Through a multi-sensory composition of spatial and sonic elements, the project evokes the holistic, meditative and eco-conscious principles that manifested through South Asia's prescient interpretation of Modernism, considering the movement's awareness of environmental dialogues between architecture and design and its deep-rooted commitment to a harmonic relationship between humanity and nature. The work considers these lost threads of futurism as echoes which continue to speak into the present.
In the Temple of the Earth builds on the artist's recent touring exhibition We Found Our Own Reality, which uncovered the utopian design and music that emerged in India post-Independence and focussed on a tape archive discovered by Purgas documenting the history of the nation's first electronic music studio.
Commissioned by Southwark Park Galleries, London, and generously supported by Arts Council England, The Paul and Louise Cooke Endowment, ADi and OMNI.
Paul Purgas is a London-based artist and musician working with sound, performance and installation.

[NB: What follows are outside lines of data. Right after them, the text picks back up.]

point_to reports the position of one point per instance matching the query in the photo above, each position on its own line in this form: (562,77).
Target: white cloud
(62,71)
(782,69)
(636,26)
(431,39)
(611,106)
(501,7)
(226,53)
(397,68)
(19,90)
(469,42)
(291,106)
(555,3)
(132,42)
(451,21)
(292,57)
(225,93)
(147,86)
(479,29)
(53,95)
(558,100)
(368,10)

Originally trained as an architect he has presented projects with CTM/Transmediale (2023), Kunstverein Gartenhaus (2022), Tramway (2021) and Camden Art Centre (2020) and is a resident of Somerset House Studios. He is the editor of the essay collection Subcontinental Synthesis (Strange Attractor/MIT Press, 2023) and is one half of the electronic music project Emptyset who have presented performances at Unsound, Kraków; Berghain, Berlin; and Elbphilharmonie, Hamburg. He has produced a series of BBC Radio 3 documentaries about his research including: Electronic India (2020); Krishnamurti in England (2023); and Recording on the Nomad’s Trail (2023). He has curated programmes with Tate Britain, ICA, Wysing Arts Centre in Cambridge, the De La Warr Pavilion in Bexhill-on-Sea, Somerset House and Spike Island.